Polyphosphate and Transcriptional Changes During Persister Formation in Mycobacterium tuberculosis

Objectives: Extrapulmonary tuberculosis (TB), caused by Mycobacterium tuberculosis (Mtb), is a major public health issue impacting at least 3 people in every 100,000 in the U.S., due in part to HIV positive patients where there is synergistic susceptibility to infection. TB requires six-to-nine months of combination anti-tubercular drug therapy to cure the disease. One possible reason for the long TB treatment is due to Mtb persisters, phenotypically antibiotic-tolerant cells that remain genetically identical to antibiotic-sensitive cells in the population. Starvation is known to induce the Mtb persister state, increasing persister frequency by 10-fold more than exponentially growing cultures. Starved cells synthesize polyphosphate (polyP), a polymer of inorganic P linked by high-energy phosphoanhydride bonds. PolyP is important for “reprogramming” the cell for starvation conditions. We hypothesize that changes in the amount of polyP storage in the cell determines Mtb persister frequency.
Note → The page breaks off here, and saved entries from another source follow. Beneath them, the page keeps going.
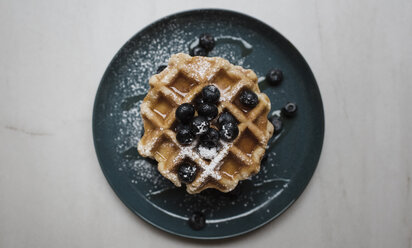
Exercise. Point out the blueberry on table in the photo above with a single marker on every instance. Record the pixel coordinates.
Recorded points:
(160, 68)
(199, 125)
(187, 172)
(248, 99)
(210, 94)
(210, 138)
(274, 76)
(207, 41)
(197, 221)
(185, 135)
(198, 51)
(229, 131)
(277, 125)
(185, 112)
(207, 110)
(290, 109)
(226, 117)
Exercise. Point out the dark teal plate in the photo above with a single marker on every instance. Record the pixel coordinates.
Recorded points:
(291, 160)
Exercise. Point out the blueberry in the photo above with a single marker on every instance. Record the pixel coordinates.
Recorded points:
(226, 117)
(290, 109)
(185, 112)
(248, 98)
(185, 135)
(160, 68)
(197, 221)
(198, 101)
(187, 172)
(207, 110)
(207, 41)
(277, 124)
(198, 51)
(210, 138)
(229, 131)
(274, 76)
(210, 94)
(199, 125)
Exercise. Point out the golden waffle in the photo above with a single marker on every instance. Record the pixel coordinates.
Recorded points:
(181, 82)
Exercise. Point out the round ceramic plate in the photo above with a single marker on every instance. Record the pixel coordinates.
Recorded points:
(291, 159)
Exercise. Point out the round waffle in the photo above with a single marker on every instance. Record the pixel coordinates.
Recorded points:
(181, 82)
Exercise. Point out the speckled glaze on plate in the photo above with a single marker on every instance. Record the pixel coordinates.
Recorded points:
(291, 160)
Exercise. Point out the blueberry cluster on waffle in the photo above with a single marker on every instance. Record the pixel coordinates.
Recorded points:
(205, 123)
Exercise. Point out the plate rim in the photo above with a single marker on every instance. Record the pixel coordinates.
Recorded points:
(205, 11)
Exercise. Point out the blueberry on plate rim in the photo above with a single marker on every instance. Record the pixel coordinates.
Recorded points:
(187, 172)
(274, 76)
(185, 112)
(277, 124)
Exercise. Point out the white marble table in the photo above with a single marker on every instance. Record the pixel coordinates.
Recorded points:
(53, 55)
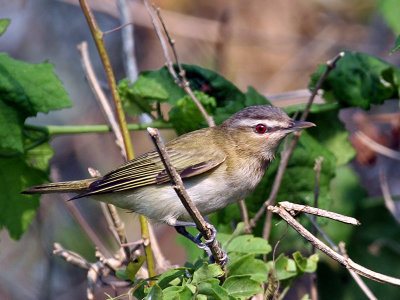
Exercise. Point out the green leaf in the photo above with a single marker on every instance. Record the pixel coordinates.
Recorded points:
(17, 210)
(255, 98)
(3, 25)
(301, 262)
(212, 290)
(248, 265)
(39, 157)
(156, 293)
(331, 133)
(359, 80)
(306, 297)
(186, 117)
(134, 266)
(390, 10)
(11, 131)
(205, 272)
(242, 286)
(169, 275)
(249, 244)
(396, 45)
(25, 90)
(133, 103)
(284, 267)
(177, 293)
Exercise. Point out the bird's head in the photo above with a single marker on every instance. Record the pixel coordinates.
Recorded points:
(259, 130)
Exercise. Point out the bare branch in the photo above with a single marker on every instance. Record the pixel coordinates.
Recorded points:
(389, 203)
(245, 216)
(180, 79)
(128, 43)
(285, 156)
(347, 262)
(319, 212)
(177, 184)
(71, 257)
(357, 277)
(378, 148)
(100, 96)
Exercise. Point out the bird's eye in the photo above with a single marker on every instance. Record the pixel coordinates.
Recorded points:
(261, 128)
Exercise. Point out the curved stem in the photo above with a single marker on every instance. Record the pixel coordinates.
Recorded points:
(98, 38)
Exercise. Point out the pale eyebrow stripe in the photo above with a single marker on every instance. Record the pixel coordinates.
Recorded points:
(268, 123)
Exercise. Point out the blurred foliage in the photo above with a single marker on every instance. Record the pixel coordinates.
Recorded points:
(25, 90)
(3, 25)
(244, 273)
(359, 80)
(396, 45)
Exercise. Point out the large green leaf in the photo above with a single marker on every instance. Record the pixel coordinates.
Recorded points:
(359, 80)
(248, 265)
(242, 286)
(186, 117)
(25, 90)
(17, 210)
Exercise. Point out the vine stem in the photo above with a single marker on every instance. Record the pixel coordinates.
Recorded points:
(54, 130)
(98, 39)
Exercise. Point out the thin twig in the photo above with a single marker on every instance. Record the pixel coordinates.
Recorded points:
(71, 257)
(357, 277)
(347, 262)
(98, 38)
(107, 110)
(245, 216)
(128, 42)
(100, 95)
(389, 203)
(177, 184)
(319, 212)
(313, 277)
(285, 156)
(378, 148)
(180, 79)
(339, 249)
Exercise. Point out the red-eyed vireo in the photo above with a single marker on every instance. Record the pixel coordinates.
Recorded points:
(219, 165)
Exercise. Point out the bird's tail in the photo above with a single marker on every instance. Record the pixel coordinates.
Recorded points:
(77, 186)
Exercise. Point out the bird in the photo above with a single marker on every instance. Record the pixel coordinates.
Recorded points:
(219, 165)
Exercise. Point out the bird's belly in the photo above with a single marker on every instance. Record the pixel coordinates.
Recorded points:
(160, 202)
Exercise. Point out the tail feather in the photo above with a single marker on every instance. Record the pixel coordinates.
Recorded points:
(77, 186)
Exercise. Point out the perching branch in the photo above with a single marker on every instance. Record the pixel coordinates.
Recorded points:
(357, 277)
(177, 184)
(347, 262)
(180, 79)
(285, 156)
(98, 38)
(319, 212)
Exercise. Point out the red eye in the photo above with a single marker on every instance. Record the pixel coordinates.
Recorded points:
(261, 128)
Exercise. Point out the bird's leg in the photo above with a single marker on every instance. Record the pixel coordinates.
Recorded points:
(180, 228)
(196, 239)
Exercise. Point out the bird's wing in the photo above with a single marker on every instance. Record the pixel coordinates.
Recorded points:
(149, 169)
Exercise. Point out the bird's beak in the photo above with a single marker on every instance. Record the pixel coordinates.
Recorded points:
(299, 125)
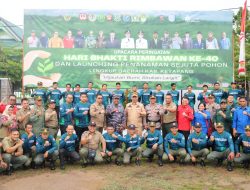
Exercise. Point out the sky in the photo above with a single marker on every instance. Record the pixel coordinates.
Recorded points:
(13, 10)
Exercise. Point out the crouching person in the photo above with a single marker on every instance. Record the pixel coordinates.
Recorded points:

Methods: To test this, we performed growth curve experiments to measure polyP storage and changes in expression of genes associated with polyP synthesis and degradation. Wild-type Mtb cultures increased polyP storage in the cell over time that corresponded with changes in polyP kinase and exophosphatase gene expression. Our lab has also determined that a phosphate-specific transport mutant, ΔpstA1, stores more polyP during exponential growth than wild-type. Furthermore, we performed growth curve experiments to monitor polyP storage and polyP kinase/phosphatase gene expression to determine the cause for the increased intracellular polyP.
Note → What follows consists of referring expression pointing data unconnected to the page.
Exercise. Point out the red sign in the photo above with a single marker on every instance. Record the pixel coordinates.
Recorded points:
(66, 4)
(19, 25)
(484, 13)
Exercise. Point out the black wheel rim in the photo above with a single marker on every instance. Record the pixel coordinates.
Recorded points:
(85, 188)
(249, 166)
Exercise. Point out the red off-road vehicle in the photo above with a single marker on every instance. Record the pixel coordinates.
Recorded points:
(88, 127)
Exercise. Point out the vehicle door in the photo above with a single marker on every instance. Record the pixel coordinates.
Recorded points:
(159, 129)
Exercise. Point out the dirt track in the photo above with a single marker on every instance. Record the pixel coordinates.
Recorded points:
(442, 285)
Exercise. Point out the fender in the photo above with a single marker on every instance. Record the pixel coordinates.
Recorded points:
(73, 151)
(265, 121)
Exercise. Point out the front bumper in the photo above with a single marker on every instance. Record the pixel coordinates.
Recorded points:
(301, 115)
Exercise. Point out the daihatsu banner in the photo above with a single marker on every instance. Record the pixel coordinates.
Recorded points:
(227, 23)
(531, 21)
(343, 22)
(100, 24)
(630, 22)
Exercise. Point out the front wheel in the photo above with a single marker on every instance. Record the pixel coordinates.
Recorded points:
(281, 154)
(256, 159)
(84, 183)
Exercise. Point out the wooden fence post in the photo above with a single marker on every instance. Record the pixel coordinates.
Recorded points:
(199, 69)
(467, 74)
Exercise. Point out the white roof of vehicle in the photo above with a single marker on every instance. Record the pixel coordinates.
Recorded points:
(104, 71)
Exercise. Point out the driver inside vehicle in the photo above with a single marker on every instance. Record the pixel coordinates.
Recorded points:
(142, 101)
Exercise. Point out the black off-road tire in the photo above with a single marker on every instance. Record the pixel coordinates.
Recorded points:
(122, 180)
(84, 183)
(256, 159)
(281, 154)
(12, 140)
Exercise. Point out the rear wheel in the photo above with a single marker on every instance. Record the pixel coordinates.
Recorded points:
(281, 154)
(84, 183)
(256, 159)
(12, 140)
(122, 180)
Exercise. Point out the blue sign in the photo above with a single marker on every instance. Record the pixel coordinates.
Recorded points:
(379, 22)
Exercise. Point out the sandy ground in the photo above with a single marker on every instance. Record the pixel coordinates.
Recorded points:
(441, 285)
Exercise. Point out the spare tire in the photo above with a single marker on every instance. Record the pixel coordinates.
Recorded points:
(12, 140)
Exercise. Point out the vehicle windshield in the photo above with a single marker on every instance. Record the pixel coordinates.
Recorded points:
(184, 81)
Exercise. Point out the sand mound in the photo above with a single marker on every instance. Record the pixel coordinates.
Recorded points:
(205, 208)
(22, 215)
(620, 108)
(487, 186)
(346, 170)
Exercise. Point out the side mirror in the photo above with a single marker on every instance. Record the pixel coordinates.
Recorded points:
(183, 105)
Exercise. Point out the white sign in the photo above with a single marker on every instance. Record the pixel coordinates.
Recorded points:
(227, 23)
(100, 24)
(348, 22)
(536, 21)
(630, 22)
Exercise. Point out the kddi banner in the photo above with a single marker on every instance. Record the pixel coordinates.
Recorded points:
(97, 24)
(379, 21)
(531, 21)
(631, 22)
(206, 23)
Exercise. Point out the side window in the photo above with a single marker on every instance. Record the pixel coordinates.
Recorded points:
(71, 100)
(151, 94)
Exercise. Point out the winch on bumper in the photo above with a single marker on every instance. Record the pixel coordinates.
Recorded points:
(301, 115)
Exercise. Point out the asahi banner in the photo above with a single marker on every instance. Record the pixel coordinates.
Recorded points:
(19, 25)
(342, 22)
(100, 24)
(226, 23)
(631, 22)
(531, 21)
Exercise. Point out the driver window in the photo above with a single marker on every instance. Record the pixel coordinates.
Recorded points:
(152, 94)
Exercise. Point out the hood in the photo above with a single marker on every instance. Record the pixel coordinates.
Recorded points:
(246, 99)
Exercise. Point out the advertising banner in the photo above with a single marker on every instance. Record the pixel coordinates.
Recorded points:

Results: The ΔpstA1 mutant had increased polyP kinase 1 and decreased exopolyphosphatase 2 gene expression compared to wild-type, suggesting that the increased storage of polyP is modulated by both polyP kinase and exopolyphosphatase production.
Conclusions: Deletion of exopolyphosphatase 2 in the wild-type and ΔpstA1 mutant backgrounds induced in a growth defect for the Δppx2 mutant but not the ΔpstA1Δppx2 mutant. Future work will identify how changes in polyP storage affect Mtb persister formation.